Download Interaction-optimized Sound Database Representation
Interactive navigation within geometric, feature-based database representations allows expressive musical performances and installations. Once mapped to the feature space, the user’s position in a physical interaction setup (e.g. a multitouch tablet) can be used to select elements or trigger audio events. Hence physical displacements are directly connected to the evolution of sonic characteristics — a property we call analytic sound–control correspondence. However, automatically computed representations have a complex geometry which is unlikely to fit the interaction setup optimally. After a review of related work, we present a physical model-based algorithm that redistributes the representation within a user-defined region according to a user-defined density. The algorithm is designed to preserve the analytic sound-control correspondence property as much as possible, and uses a physical analogy between the triangulated database representation and a truss structure. After preliminary pre-uniformisation steps, internal repulsive forces help to spread points across the whole region until a target density is reached. We measure the algorithm performance relative to its ability to produce representations corresponding to user-specified features and to preserve analytic sound–control correspondence during a standard density-uniformisation task. Quantitative measures and visual evaluation outline the excellent performances of the algorithm, as well as the interest of the pre-uniformisation steps.

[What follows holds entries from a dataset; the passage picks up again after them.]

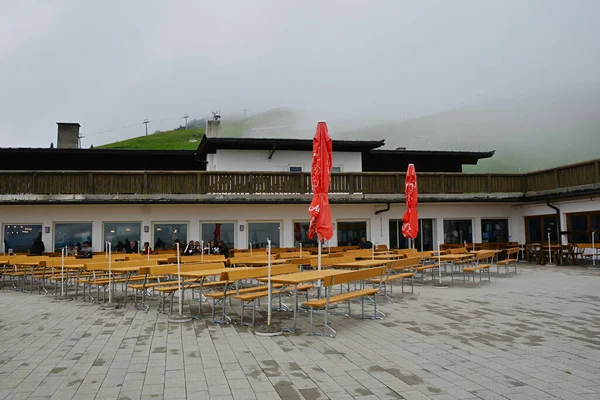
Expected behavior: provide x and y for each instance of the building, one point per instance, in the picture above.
(247, 190)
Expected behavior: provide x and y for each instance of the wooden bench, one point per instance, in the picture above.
(359, 276)
(398, 270)
(512, 256)
(482, 262)
(231, 286)
(162, 279)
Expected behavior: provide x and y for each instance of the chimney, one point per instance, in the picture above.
(213, 128)
(68, 135)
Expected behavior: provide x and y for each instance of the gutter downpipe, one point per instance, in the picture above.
(558, 224)
(378, 212)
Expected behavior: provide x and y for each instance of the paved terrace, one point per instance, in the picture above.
(533, 336)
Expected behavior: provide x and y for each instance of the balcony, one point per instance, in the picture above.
(289, 187)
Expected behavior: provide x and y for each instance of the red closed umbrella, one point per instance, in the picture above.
(320, 175)
(410, 228)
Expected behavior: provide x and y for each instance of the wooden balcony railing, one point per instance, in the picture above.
(287, 183)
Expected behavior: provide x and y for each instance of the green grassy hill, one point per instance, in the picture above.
(179, 139)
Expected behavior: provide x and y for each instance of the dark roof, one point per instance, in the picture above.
(97, 159)
(424, 160)
(211, 145)
(470, 154)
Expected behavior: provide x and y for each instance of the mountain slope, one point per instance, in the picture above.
(528, 133)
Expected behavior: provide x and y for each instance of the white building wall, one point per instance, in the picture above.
(377, 225)
(566, 207)
(258, 160)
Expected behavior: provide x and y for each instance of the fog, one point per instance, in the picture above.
(109, 65)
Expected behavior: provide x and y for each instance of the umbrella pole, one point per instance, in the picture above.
(270, 298)
(180, 317)
(550, 252)
(268, 330)
(439, 285)
(62, 297)
(111, 282)
(319, 267)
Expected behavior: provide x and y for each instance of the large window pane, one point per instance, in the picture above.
(426, 228)
(396, 239)
(350, 232)
(67, 234)
(494, 230)
(216, 231)
(165, 235)
(534, 229)
(458, 231)
(121, 233)
(550, 227)
(259, 232)
(301, 235)
(20, 237)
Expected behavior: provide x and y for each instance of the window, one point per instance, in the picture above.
(538, 227)
(259, 232)
(458, 231)
(165, 234)
(581, 225)
(494, 230)
(20, 237)
(424, 240)
(66, 234)
(301, 234)
(216, 231)
(350, 232)
(115, 232)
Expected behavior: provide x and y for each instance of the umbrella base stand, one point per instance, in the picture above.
(179, 318)
(110, 306)
(439, 284)
(268, 331)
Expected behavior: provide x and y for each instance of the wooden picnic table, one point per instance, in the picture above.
(359, 264)
(297, 278)
(382, 257)
(264, 263)
(451, 257)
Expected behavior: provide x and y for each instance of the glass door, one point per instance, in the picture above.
(424, 240)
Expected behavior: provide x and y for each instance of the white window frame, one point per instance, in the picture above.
(121, 222)
(481, 230)
(248, 222)
(367, 220)
(70, 222)
(235, 227)
(18, 223)
(152, 223)
(472, 219)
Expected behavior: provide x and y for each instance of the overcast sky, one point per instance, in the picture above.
(109, 64)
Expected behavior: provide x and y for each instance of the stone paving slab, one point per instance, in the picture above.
(531, 336)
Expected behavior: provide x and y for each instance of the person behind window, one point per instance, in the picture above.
(86, 250)
(223, 249)
(132, 248)
(71, 250)
(365, 244)
(38, 246)
(190, 249)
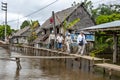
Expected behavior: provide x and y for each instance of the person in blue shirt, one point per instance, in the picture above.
(81, 37)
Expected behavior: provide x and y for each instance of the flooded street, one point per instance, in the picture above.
(42, 69)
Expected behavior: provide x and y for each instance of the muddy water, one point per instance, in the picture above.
(42, 69)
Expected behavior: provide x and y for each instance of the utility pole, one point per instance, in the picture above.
(4, 8)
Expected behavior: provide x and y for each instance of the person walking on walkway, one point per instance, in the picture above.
(81, 41)
(51, 40)
(68, 42)
(60, 41)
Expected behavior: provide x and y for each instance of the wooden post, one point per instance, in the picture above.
(93, 65)
(110, 73)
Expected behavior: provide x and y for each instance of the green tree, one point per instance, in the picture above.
(107, 18)
(2, 31)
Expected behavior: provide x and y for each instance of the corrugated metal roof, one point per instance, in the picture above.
(115, 25)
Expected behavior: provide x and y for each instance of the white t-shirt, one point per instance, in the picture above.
(79, 38)
(60, 39)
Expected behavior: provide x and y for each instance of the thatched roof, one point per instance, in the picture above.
(59, 17)
(114, 25)
(81, 12)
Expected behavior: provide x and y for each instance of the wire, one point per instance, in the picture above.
(34, 11)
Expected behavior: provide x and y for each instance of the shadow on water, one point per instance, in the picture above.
(17, 74)
(43, 69)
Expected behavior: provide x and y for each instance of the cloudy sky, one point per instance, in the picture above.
(20, 10)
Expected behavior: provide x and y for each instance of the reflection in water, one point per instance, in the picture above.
(17, 74)
(43, 69)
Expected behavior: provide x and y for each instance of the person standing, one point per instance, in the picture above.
(60, 41)
(51, 40)
(81, 41)
(68, 42)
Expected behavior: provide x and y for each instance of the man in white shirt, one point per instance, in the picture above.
(68, 41)
(81, 47)
(60, 41)
(51, 40)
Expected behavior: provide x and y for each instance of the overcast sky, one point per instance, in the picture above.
(18, 9)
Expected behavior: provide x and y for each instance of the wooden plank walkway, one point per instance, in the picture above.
(87, 57)
(42, 57)
(109, 66)
(1, 58)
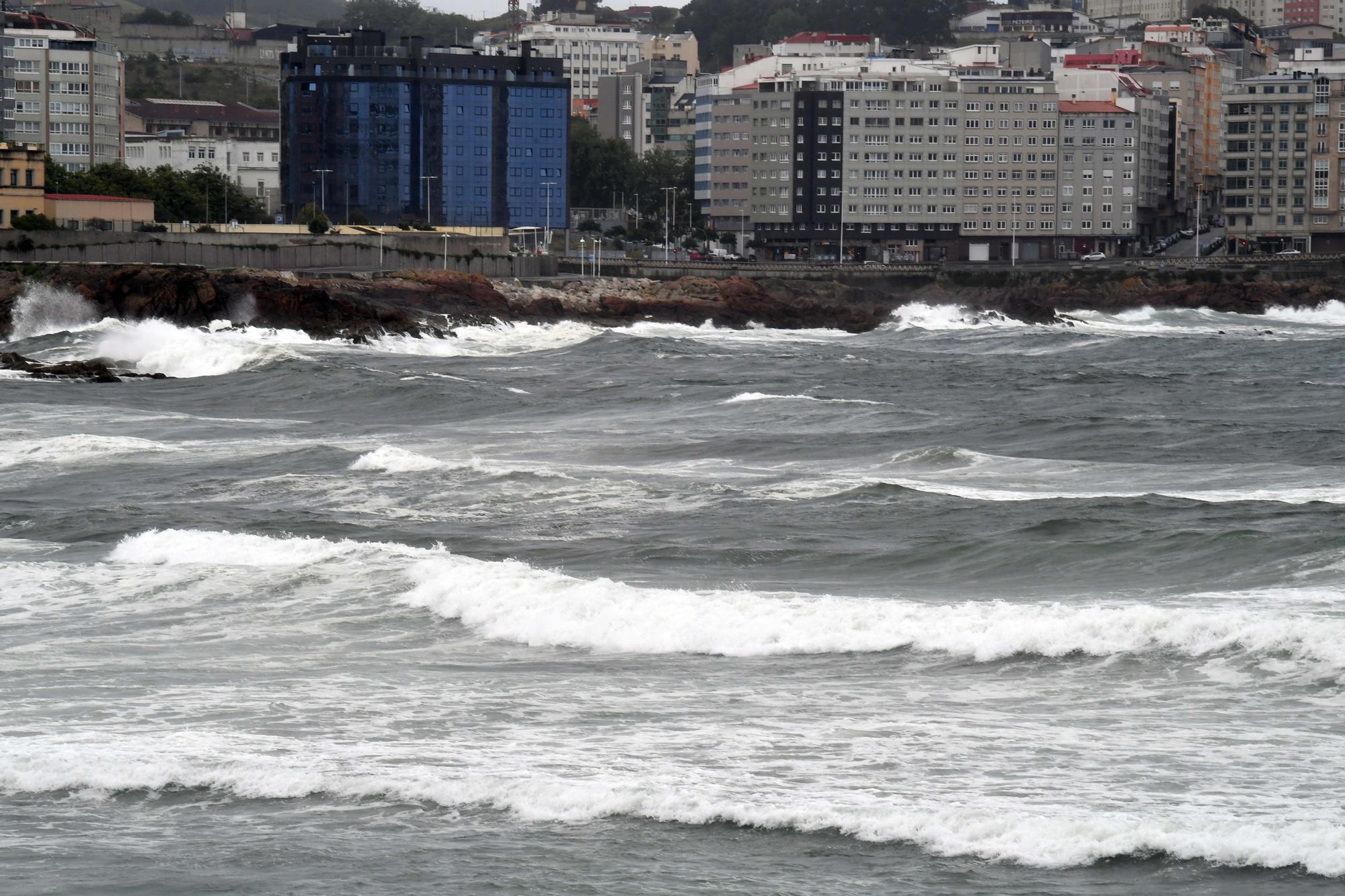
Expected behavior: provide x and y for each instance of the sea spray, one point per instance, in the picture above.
(42, 309)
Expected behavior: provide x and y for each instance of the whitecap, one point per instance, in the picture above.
(762, 396)
(75, 448)
(922, 315)
(42, 309)
(492, 341)
(158, 346)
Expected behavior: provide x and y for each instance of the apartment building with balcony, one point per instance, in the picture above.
(1286, 143)
(63, 89)
(439, 134)
(588, 52)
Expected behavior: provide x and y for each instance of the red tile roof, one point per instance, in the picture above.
(822, 37)
(1091, 106)
(83, 196)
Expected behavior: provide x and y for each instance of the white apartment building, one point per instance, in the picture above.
(254, 166)
(63, 89)
(587, 52)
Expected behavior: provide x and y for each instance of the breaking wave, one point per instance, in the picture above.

Download Concatenative Sound Texture Synthesis Methods and Evaluation
Concatenative synthesis is a practical approach to sound texture synthesis because of its nature in keeping realistic short-time signal characteristics. In this article, we investigate three concatenative synthesis methods for sound textures: concatenative synthesis with descriptor controls (CSDC), Montage synthesis (MS) and a new method called AudioTexture (AT). The respective algorithms are presented, focusing on the identification and selection of concatenation units. The evaluation demonstrates that the presented algorithms are of close performance in terms of quality and similarity compared to the reference original sounds.